J. Kissel, H. Radkins

A little more information, after discussing this with Hugh.
- Recall that the H2 L4C is busted -- I've just opened an Integration Issue about it (see II #1022), but it's been confirmed busted as early as Oct 2014 (see LHO aLOG 14249). This means that we can't necessarily trust the X, Y, or RZ spectra -- matrices have not been recomputed to account for the dead sensor.
- Recall that the RMs are on top of the HAM1 stack. The best information about the predicted performance of the 3-layered, viton cork, HAM1 stack is Peter's note, T1000310. This suggests that the horizontal stack resonance might be around 2.5 [Hz], and 7 [Hz] in vertical. I haven't been able to find any plots showing the predicted transmission.
- Recall that RM1 and RM2 are oriented in such a way that there longitudinal direction is roughly aligned with the IFO's X direction (see D0901821).
- Recall that RM1 and RM2 are HTTS's or Tip Tilts. They're longitudinal/pitch resonant frequencies are modeled to be at 1.3 / 1.6 [Hz], and have built in eddy current damping to control Transverse, Vertical, and Roll. The vertical mode is at 6.1 [Hz]. Transfer functions can be found modelled in T1200404.
- The HTTS have BOSEMs for sensors, whose expected noise floor is roughly 6e-11 [m/rtHz] above 10 [Hz]. Scaled properly to Longitudinal, with four sensors, that's sqrt(1/4)*6e-11 [m] = 3e-11 [m/rtHz].
- OSEMs, in general, are *relative* position sensors. That means below the resonance of the SUS, the response to displacement falls off at lower frequencies as f^2, because there *is* no relative displacement between the sensor and the target.
- We don't really expect that much information in P and Y on the RMs, with respect to the motion of the center of mass of the table. Maybe we can gleen some information from Yaw, but given that they're close to the edge of the table, it might be a good bit of transverse motion showing up... what I'm really saying is that these DOFs will be too messy to discern a good, diagonal, Cartesian, coupling mechanism.
- The above data was taken with HAM1 either at air, or half-air -- some transient state of the HAM1 vacuum system. Further both of Hugh's spetra were taken at 08:00 UTC, which is midnight PST, which is well before the time when we can rule out the commissioning vanguard messing with/aligning the RMs and or having the RMs affected by locking transients.

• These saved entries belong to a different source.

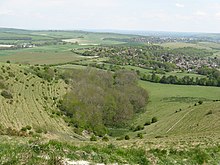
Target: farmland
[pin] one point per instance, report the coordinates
(175, 123)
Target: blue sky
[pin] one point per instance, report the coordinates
(148, 15)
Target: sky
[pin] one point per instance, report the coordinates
(137, 15)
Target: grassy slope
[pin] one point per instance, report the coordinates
(29, 106)
(166, 99)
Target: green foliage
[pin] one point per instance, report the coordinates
(200, 102)
(127, 137)
(105, 138)
(209, 112)
(140, 135)
(138, 128)
(6, 94)
(154, 120)
(93, 138)
(101, 99)
(147, 123)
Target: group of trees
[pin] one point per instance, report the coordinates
(186, 80)
(100, 99)
(154, 56)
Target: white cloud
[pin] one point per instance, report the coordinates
(200, 13)
(5, 12)
(217, 15)
(180, 5)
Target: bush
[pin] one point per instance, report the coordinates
(154, 120)
(6, 94)
(127, 137)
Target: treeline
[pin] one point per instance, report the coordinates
(186, 80)
(101, 99)
(153, 57)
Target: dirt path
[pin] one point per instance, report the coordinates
(179, 121)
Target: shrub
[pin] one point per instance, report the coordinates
(154, 120)
(6, 94)
(127, 137)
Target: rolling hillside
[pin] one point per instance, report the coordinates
(33, 102)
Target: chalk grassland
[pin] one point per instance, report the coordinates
(32, 103)
(178, 110)
(51, 54)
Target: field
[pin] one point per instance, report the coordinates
(165, 100)
(186, 130)
(32, 102)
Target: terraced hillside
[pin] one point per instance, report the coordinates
(33, 101)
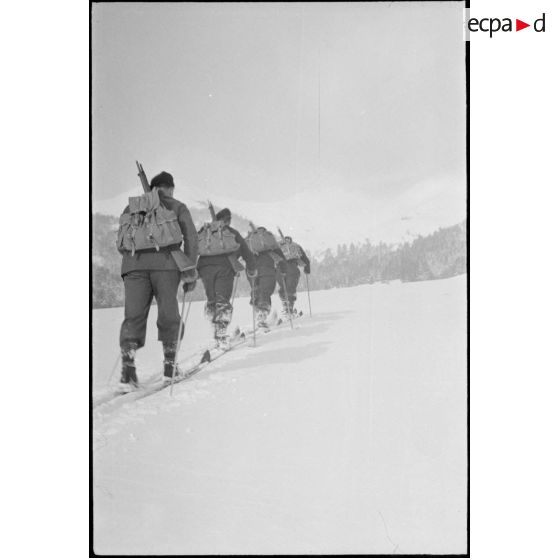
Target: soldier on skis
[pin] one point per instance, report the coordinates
(153, 227)
(269, 260)
(220, 248)
(288, 283)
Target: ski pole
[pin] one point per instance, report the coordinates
(236, 276)
(308, 291)
(180, 335)
(254, 309)
(287, 295)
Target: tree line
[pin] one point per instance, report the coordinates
(438, 255)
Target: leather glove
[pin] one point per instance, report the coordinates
(189, 277)
(189, 286)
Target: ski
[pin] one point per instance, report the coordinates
(155, 383)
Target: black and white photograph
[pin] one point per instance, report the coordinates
(279, 288)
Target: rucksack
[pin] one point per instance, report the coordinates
(261, 241)
(291, 251)
(215, 239)
(147, 225)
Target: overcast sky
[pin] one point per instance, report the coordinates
(257, 102)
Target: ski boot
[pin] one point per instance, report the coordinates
(169, 364)
(128, 378)
(222, 340)
(261, 320)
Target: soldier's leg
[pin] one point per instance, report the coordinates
(282, 284)
(266, 286)
(207, 275)
(138, 296)
(292, 284)
(224, 281)
(165, 287)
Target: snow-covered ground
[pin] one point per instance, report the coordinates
(346, 435)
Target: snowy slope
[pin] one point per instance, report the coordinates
(347, 435)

All the above being said -- I took some data two hours after each of Hugh's measurements -- i.e. 10:00 UTC, or 02:00a PST on Feb 26 2015 (when HEPI was locked) and on Feb 28 2015 (when HEPI was unlocked, position controlled with sensor correction ON -- LHO aLOG 16983 indicates the rapid turn on happed on Feb 27th).

- I don't see nearly as much of a change in performance between the two times
- I don't see the features at 2.5 and 3 [Hz] in either data set
- One can argue that we see the 1.3 / 1.6 [Hz] modes of the suspension -- and *maybe* the well damped modes of the stack at 2.5 [Hz].
- We can *definitely* see the HTTS V mode at 6.1 [Hz]. There's a feaure just below this in the HEPI L4Cs -- but I don't think it's related to the HTTS mode
- One could easily argue that the difference in motion between the HEPI locked vs. HEPI unlocked and ON between 0.5 and 5 [Hz] is the day-to-day difference in ground motion.
- The BOSEMs on RMs 1 and 2 are meeting or beating their predicted sensor noise at ~20 [Hz] and above. I don't understand how RM1's noise can be so far below the prediced sensor noise below 0.1 [Hz] -- I don't trust it.
- There is still ample coherence between 0.1 [Hz] and 10 [Hz] between the HEPI L4Cs and the BOSEMs. I think bother the lower and higher frequency edges where the coherence drops off is because the sensors get buried in their sensor noise, not because the real motion ceases to couple.

Remember Jim has some data (see LHO aLOG 16983) that also shows ambiguous performance. He's got some more this morning with sensor correction ON vs. OFF, and will post later.

So -- data is still fresh -- lots to think about -- lots of room for improvement.